The unit cell and space groups are totally different and yet the two structures have nearly an identical origin and orientation.
What are the chances of two crystallographically unrelated structures having the same origin and orientation?
Zero.
The structures still don’t look close enough for your liking? Take 1BEF and put it into a homology server like MODELLER then compare.
Follow up: Covering your Tracks
Eric
December 11th, 2009 at 5:50 PM #
Your explanation seems to disagree with the comment from Janssen, Read, Brunger, and Gros.
Sean
December 11th, 2009 at 6:19 PM #
I would love to hear another explanation. Could you link to the comments that you are referring too?
Eric
December 11th, 2009 at 9:54 PM #
It’s the correspondence to the Nature article.
http://bit.ly/4Um0KZ
Sean
December 11th, 2009 at 11:55 PM #
Hi Eric,
I don’t have access to Scopus, but found the article that includes the authors you previously mentioned.
My focus in this post is on the PDB entry 1BEF not 2HR0, which the correspondence addresses.
The method that is proposed here of fitting a certain structure (or part of one) then placing that structure in a different space group could result in 30-40 Angstrom slabs that were mentioned in the correspondence.
The slabs of missing density would appear as a result of falsifying the space group. This would be the challenging part of fabricating the data – generating reasonable crystal contacts and packing that fit your desired space group.
The correspondence is also taking a different perspective on the issue. They are saying that we processed the data and have noted inconsistent features. This post is saying coming from the other side – here is the initial structure that they used to fabricate the data.
Eric
December 12th, 2009 at 10:12 AM #
I figured your university would give you access to Scopus, as mine does. Sorry.
I realize that. I referred to 2HR0 for two reasons (which I was too hurried to mention).
1) 2HR0 seems to be the model that got Murthy caught.
2) I figure he used similar methods on any falsified models.
As I read the correspondence, there seems to be a fair bit of implied “This is how he did it” (c.f. comments about protein in a vacuum). The last paragraph throws down the gauntlet by demanding to see the original diffraction data. Out of curiosity, does your proposed method account for the other anomalies mentioned by Janssen, et al.? Does it account for the missing bulk solvent and the strange B-factors and R-factors (see correspondence figures)? Lastly, have ideas what the template for 2HR0 might have been?

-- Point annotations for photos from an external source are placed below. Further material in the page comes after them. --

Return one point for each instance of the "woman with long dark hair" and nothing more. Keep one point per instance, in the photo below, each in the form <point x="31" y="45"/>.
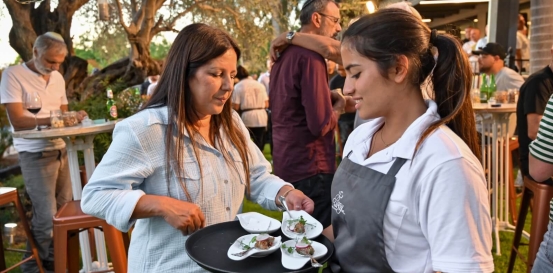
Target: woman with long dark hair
<point x="410" y="194"/>
<point x="185" y="161"/>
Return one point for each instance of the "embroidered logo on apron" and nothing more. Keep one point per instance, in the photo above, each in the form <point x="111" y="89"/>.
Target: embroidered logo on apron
<point x="337" y="205"/>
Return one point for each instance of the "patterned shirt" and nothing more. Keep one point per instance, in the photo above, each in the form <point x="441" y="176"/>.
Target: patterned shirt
<point x="135" y="165"/>
<point x="542" y="147"/>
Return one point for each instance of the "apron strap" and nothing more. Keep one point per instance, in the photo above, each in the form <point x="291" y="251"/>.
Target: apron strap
<point x="398" y="163"/>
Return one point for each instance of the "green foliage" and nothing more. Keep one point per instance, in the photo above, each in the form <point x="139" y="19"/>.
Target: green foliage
<point x="5" y="134"/>
<point x="159" y="50"/>
<point x="127" y="104"/>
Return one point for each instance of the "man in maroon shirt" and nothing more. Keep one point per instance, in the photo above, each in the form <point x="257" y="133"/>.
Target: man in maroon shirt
<point x="303" y="116"/>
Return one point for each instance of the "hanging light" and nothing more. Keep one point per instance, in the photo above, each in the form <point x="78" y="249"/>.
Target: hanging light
<point x="103" y="10"/>
<point x="370" y="7"/>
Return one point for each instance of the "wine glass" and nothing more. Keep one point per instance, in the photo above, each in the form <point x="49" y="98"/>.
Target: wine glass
<point x="33" y="103"/>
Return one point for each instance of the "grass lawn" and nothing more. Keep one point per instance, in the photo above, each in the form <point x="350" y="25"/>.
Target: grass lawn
<point x="501" y="262"/>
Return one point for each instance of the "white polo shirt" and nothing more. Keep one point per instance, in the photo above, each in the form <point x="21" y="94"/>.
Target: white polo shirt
<point x="438" y="215"/>
<point x="19" y="79"/>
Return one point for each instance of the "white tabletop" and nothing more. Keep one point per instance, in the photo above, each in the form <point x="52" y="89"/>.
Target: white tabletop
<point x="486" y="108"/>
<point x="78" y="130"/>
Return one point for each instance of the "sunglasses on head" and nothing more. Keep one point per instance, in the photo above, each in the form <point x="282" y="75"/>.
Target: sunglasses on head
<point x="307" y="3"/>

Anyhow, thanks for humoring my ramblings. I’m an intelligent systems guy, not a structural biologist (though I work with one). I’ve picked up a lot, but there’s still a lot I don’t fully understand.
Pinko Punko
December 12th, 2009 at 10:58 AM #
I see no reason to assume that Krishna Murthy would use the same approach every time. I hypothesize that there will a few avenues among his different falsifications.
Artem
December 13th, 2009 at 8:19 PM #
‘Plausible packing’ can be generated using molecular replacement programs that have packing function criteria. Give them a bogus dataset and relax solution criteria – and presto, you can get a ‘properly packed’ solution that can be further tweaked manually.

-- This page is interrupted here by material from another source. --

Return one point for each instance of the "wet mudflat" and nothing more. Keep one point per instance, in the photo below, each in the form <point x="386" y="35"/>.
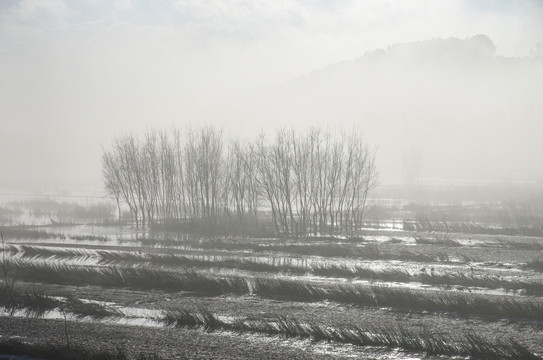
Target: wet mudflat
<point x="387" y="295"/>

Thing is though – why on earth would the fakers leave out 40A of empty space when they could have easily filled it in with something…
Sean
December 15th, 2009 at 12:11 AM #
@Eric I believe that this idea accounts for all the anomalies seen in the structure. I have yet to find a template for the 2HR0 structure and as Pinko Punko notes there may not be one.
@Artem I like you style. If you are going to fabricate data at least do a good job of it
Pinko Punko
December 21st, 2009 at 10:16 AM #
I think the hardest things to fake would be plausible crystal contacts (not that I really know anything here). It does seem that discussions of the faked work have all mentioned that the structures tend to lack strong crystal contacts.